February 20, 2015   |   1:48 PM
Teradata Articles

The Internet of Things (IoT) is making headlines these days. Here are five things that you may not know about the IoT and its application to business processes.

  1. It’s Already Here – Although it is often framed as an emerging trend, the IoT is not a future prospect. For many, the IoT is operational. For example, many companies have sensors on their equipment that allow them to do condition-based maintenance. Rather than following maintenance schedules based on averages, they use sensor data to predict in advance when repairs are needed. Other companies are using the IoT right now to increase revenues, improve product quality, and reduce safety incidents. From solar-powered recycling stations in Times Square that alert staff when receptacles need to be emptied to smart electricity meters enabling new pricing plans, the IoT is transforming the way companies do business.
  2. Security Is Paramount – Here’s a chance to do something right the first time. IoT data comes from sensors: thousands of sensors. Unlike embedded computers at $20-$30 each, sensors may cost as little as 10 cents. They are simple devices, generating a heartbeat of data. Given the world events hackers have perpetrated, make sure your IoT implementation bakes security into your sensor network from the beginning.
  3. IoT Data Is Not All That Big – The tsunami of data associated with the IoT is a bit overblown. One frequently cited statistic is that every time an airplane takes off, one hour of flight generates at least a terabyte of data. The reality is much more modest. When an airplane pulls into the gate, ground crews connect data cables and download a few hundred megabytes or a gigabyte of data for the entire flight. The myth of a terabyte an hour came from the R&D processes of testing airline engines, not typical aircraft in flight. Not only is the size of IoT data sometimes overstated, but the amount of data you need to keep is often overstated as well. If a sensor emits the same reading every minute for 30 days, you don’t need to keep every data sample. Put a time stamp on the first reading and only capture the changes. Also consider not capturing new readings unless they cross some threshold. Then summarize and compress that data. 100-to-1 or 1000-to-1 reduction in data size is often achieved.  This does not apply to all sensor data. Some readings vary widely with humidity or barometric pressure. But a significant proportion of sensor data can be stored in a summarized or compressed format without losing any information.
  4. Sensor Data Has More Than One Life – Analysis of sensor data is where the big return on investment emerges. So far I’ve referred only to the most obvious use: what the sensor tells you about the equipment on which it is installed. This is low-hanging fruit, and it is important for applications like condition-based maintenance. The next level of sensor data comes from correlating data across multiple sensors at once.
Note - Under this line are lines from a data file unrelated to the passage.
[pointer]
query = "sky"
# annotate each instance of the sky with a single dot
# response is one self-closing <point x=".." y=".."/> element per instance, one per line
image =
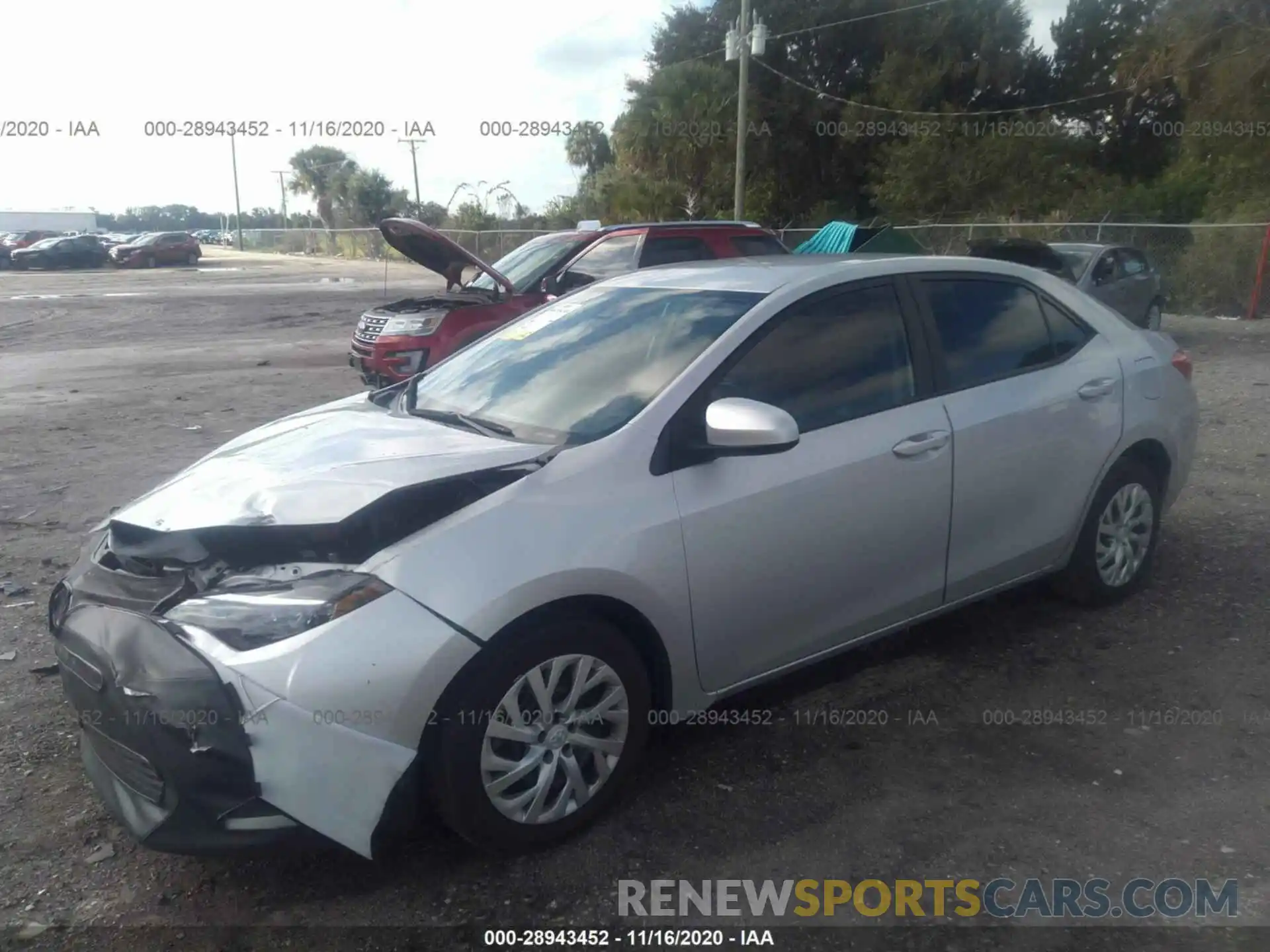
<point x="384" y="63"/>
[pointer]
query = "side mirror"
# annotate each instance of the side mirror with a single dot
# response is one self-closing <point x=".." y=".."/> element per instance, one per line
<point x="740" y="427"/>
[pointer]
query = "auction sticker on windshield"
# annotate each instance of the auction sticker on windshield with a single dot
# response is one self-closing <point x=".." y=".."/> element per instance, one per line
<point x="521" y="329"/>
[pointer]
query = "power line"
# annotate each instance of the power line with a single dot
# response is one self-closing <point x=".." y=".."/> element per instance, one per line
<point x="857" y="19"/>
<point x="813" y="30"/>
<point x="986" y="112"/>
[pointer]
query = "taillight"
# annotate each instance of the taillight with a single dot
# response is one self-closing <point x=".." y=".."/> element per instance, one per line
<point x="1181" y="361"/>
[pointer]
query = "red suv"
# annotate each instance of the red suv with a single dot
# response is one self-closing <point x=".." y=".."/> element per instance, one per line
<point x="158" y="248"/>
<point x="394" y="342"/>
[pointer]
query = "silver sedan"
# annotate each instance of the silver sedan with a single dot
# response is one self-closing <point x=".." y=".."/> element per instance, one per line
<point x="482" y="587"/>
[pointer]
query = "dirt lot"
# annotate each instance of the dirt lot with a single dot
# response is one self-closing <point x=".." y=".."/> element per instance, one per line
<point x="102" y="397"/>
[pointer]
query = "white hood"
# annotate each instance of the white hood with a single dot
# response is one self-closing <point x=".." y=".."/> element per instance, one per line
<point x="318" y="467"/>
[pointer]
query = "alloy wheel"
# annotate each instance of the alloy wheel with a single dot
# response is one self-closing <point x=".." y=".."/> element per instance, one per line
<point x="554" y="739"/>
<point x="1124" y="535"/>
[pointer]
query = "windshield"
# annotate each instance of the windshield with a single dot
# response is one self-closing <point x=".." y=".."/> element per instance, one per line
<point x="583" y="366"/>
<point x="1076" y="260"/>
<point x="529" y="264"/>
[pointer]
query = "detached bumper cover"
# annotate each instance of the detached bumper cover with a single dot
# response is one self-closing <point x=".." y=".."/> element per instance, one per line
<point x="198" y="748"/>
<point x="163" y="738"/>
Imagine 20 sensors all approaching danger scores at once but none actually cross the line. Something important is happening: pay attention. An even broader look, and where amazing ROI can be captured, requires combining sensor data with financial data, warranties, profitability, labor planning, maintenance costs, and other information. When you combine sensor data with existing data, you can gain fresh insights across the organization and make changes that have real business impact.
  5. There’s No Need to Wait – Many IoT implementations are already underway—by your competitors. It’s a good time to consider a proof of concept that uses your existing infrastructure. Many organizations choose to collect sensor data in a data lake, using Hadoop as a staging area to decide what and where to incorporate sensor data into other processes.

The IoT is an exciting area of innovation, one every organization (and every person) should explore. The data from the IoT will enable many more processes to become data-driven and drive new types of transformation.